Prebiotic foods (these help to fuel your own good gut bacteria) :

  • Vegetables: Jerusalem artichokes, chicory, garlic, onion, leek, shallots, spring onion, asparagus, beetroot, fennel bulb, green peas, snow peas, sweetcorn, savoy cabbage
  • Legumes: Chickpeas, lentils, red kidney beans, baked beans, soybeans
  • Fruit: Bananas, Custard apples, nectarines, white peaches, persimmon, tamarillo, watermelon, rambutan, grapefruit, pomegranate
  • Grains: Barley, rye bread, wholegrain, gnocchi, couscous, wheat bran, whole grain or whole wheat bread, oats
    Nuts & legumes: cashew or pistachio

** Remember, rotate your selection regularly, and eat with the seasons where possible. It’s really important that you eat a good variety of foods in your diet, rather than a strict diet of a chosen few from each food group. Eating a large variety will really grow a large and diverse healthy gut bacteria.

Step 3 – Eat foods from the list below which are high in fibre

(note – if you are on a low carb or keto diet, be sure to get enough high fibre, low carb foods which you can see on this list) .


  • Green veg
  • Tomato
  • Artichoke
  • Asparagus
  • Leeks
  • cauliflower

Beans and Legumes

(note – if you are new to beans you might find your gut reacts a little too much to beans in your diet. Try soaking them overnight and baking or roasting them really well, and introduce them slowly.
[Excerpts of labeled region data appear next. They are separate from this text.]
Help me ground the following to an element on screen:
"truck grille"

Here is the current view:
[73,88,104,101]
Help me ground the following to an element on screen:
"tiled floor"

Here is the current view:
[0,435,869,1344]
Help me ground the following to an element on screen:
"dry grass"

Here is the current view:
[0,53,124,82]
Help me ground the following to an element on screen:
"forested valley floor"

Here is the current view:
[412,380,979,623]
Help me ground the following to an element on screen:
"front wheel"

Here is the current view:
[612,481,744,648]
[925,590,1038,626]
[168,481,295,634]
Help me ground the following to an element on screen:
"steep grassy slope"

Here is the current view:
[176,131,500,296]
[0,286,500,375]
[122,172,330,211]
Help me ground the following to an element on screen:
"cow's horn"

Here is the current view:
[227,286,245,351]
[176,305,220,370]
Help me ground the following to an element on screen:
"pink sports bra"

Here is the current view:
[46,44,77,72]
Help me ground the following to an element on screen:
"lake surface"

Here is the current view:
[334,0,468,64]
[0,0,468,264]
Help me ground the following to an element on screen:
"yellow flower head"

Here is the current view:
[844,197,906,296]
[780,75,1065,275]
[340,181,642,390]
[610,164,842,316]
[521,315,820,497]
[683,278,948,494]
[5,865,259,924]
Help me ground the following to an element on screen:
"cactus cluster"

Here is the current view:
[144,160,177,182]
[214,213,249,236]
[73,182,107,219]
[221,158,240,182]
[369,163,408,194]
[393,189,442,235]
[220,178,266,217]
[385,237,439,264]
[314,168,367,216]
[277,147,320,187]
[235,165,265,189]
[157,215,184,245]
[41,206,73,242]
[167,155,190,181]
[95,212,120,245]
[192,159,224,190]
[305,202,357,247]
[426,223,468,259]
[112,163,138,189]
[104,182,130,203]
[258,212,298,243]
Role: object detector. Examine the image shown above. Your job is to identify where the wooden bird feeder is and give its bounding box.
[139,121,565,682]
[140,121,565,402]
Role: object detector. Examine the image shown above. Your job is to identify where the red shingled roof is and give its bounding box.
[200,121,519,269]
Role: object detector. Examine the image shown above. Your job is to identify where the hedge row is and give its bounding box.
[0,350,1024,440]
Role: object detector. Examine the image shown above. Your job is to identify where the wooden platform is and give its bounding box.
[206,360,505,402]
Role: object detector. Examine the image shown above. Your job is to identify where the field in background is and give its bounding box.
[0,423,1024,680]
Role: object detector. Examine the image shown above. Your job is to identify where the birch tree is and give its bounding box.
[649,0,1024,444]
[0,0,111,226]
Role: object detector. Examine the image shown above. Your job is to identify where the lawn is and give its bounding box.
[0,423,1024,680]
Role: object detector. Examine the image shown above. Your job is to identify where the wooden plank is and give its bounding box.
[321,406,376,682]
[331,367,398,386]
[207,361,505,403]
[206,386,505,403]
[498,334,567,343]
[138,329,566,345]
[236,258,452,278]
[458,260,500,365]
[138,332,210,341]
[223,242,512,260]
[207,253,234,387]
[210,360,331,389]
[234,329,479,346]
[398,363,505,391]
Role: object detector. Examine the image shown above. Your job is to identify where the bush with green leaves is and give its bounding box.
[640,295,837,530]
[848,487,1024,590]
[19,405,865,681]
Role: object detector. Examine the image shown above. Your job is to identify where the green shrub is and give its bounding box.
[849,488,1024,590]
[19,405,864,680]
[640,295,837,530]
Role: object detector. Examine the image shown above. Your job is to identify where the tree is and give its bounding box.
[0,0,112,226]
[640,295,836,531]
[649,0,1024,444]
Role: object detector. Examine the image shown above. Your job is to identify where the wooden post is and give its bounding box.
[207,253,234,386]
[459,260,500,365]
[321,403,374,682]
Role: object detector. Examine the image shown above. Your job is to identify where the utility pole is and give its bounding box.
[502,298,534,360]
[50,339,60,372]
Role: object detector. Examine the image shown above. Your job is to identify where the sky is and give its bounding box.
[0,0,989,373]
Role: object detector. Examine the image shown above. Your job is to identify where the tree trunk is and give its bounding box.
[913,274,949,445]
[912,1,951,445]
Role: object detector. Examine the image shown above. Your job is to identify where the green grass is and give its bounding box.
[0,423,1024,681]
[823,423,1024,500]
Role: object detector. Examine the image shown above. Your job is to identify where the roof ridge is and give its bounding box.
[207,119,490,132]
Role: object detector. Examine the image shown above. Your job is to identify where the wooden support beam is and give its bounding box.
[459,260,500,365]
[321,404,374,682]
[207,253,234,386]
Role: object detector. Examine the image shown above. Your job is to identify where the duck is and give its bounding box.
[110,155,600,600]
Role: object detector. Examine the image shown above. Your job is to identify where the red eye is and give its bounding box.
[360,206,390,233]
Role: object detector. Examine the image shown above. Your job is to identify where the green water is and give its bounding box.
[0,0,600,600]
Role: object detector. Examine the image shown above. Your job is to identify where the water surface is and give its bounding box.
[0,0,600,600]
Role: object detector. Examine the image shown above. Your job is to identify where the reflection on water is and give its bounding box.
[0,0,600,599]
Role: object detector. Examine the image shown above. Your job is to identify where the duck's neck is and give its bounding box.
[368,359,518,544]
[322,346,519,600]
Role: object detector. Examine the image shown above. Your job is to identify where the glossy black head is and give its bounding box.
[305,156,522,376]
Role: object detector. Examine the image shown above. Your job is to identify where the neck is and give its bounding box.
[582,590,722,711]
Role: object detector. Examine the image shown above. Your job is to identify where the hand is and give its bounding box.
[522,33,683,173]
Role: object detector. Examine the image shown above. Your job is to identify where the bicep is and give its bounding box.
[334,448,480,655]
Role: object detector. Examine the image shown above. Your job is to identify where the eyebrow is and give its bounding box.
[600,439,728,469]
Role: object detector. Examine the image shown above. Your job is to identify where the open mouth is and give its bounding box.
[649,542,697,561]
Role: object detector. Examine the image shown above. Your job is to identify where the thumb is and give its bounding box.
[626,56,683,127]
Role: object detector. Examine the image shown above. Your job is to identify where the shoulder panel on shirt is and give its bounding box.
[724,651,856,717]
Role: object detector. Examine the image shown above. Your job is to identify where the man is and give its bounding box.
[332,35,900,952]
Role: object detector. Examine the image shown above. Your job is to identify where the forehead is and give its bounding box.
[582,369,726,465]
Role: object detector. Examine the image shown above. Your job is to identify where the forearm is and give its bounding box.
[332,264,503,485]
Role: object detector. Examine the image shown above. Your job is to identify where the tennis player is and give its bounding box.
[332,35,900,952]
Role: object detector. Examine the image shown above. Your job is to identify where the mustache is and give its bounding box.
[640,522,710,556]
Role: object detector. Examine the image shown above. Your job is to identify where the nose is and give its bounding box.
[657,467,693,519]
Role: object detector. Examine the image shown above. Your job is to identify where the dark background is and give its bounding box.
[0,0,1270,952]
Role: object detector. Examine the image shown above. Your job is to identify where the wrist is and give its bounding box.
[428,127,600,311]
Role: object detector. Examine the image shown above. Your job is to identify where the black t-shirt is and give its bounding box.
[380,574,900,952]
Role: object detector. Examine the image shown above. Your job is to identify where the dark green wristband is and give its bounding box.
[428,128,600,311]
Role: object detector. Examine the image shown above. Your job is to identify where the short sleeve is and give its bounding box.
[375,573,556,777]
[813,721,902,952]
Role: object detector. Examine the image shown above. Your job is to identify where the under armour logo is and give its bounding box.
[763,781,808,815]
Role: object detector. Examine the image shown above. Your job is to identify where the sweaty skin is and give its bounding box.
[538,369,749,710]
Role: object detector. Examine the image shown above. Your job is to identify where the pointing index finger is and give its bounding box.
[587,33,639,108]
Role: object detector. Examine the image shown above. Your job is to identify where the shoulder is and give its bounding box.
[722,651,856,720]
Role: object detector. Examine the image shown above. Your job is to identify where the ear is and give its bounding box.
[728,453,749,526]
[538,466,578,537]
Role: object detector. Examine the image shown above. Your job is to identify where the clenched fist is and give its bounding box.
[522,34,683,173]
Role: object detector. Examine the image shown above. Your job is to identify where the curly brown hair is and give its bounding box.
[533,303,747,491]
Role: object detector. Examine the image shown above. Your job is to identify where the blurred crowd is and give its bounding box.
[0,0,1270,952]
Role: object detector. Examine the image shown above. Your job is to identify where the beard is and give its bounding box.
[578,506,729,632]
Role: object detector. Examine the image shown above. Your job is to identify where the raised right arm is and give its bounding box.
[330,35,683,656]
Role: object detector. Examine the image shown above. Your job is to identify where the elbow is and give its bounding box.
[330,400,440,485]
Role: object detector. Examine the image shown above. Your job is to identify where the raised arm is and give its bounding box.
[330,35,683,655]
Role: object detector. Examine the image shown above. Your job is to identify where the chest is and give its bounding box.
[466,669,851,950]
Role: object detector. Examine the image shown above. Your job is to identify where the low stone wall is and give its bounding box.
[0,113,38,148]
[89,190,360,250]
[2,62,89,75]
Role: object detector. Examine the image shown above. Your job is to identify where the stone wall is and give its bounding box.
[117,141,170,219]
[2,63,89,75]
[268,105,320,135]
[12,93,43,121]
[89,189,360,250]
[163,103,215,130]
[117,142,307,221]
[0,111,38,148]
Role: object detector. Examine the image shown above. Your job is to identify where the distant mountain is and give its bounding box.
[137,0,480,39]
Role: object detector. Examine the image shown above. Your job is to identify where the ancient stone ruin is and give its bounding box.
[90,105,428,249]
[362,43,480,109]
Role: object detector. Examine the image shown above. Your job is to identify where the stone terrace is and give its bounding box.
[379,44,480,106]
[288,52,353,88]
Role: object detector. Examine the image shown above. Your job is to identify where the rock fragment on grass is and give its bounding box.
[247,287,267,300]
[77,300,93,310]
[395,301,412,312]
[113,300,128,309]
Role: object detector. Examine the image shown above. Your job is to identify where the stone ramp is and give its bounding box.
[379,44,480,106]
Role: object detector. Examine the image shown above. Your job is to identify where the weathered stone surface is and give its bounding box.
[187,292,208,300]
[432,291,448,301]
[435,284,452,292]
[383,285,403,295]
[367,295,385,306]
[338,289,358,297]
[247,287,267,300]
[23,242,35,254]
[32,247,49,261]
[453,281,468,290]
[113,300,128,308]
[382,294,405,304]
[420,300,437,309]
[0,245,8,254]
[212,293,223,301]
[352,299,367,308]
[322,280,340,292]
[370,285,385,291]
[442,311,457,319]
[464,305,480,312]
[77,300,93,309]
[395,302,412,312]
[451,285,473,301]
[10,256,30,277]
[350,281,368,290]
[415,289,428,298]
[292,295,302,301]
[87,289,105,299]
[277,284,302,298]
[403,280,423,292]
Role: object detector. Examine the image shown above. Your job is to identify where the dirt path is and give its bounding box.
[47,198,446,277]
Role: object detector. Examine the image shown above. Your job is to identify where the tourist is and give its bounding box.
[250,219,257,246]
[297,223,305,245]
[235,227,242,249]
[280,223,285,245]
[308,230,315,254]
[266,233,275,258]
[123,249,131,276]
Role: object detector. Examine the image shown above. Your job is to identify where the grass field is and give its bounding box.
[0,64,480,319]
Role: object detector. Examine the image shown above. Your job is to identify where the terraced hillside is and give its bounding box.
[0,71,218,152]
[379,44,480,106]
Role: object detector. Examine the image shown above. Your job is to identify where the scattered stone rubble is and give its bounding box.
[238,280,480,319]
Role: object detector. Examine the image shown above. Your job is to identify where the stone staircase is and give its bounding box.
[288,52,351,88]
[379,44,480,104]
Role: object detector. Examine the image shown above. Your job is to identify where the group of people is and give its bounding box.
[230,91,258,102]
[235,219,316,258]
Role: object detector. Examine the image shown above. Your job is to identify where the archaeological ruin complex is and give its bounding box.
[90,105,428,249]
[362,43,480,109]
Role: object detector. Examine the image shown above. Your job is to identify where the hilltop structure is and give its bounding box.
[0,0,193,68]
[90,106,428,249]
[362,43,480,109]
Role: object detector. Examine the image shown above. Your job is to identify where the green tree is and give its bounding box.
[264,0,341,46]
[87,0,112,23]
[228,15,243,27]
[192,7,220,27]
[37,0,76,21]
Legumes such as chickpeas and lentils are a little easier to tolerate for newbies). 

  • Chickpeas
  • Lentils
  • Kidney beans
  • Navy beans
  • Black beans
  • White beans
  • Peas


  • Grains
  • Oats
  • Brown rice
  • Barley
  • Flaxseed


  • Strawberries
  • Rasberries
  • Bananas
  • Avacado
  • Blackberries
  • Blueberries
  • Pears
  • Apples

*** Aim for 20-25g of fibre per day but introduce the fibre slowly to avoid pain and discomfort if you aren’t used to fibre. When you eat fibre, it doesn’t get digested in the small intestine, it travels all the way to the large intestine or colon where the good healthy gut bacteria ferment it, which is good for their health and yours. The good news is that fibre doesn’t just promote healthy gut bacteria, it also helps you manage your hormone levels, appetite, reduce the risk of disease and help maintain weight, so the more the merrier (albeit slowly!), you can read more about the role of fibre in your diet here.

After the 14 days

You can slowly introduce other foods which were eliminated for 14 days, however try and keep processed and sugar rich foods to a minimum for long term gut health. Try and reach for fresh and unprocessed foods high in fibre from the food groups of : fruit, vegetables, whole grains, beans and legumes each day (again, in good rotation so you get a nice balance of vitamins and minerals) and you’ll find there won’t be much room left for the foods which harm your gut health (we’ll get to them soon!). You can eat red meat several times per week, but aim for fresh fish 3 times per week and chicken, pork or turkey for your meat sources as these are easier to digest.

Try a probiotic supplement

If you find that you can’t eat enough probiotic and prebiotic foods it might be worth taking a probiotic supplement. We recommend probiotics with the strains of Bifidobacterium and Lactobacillus for good digestive health and mental wellbeing.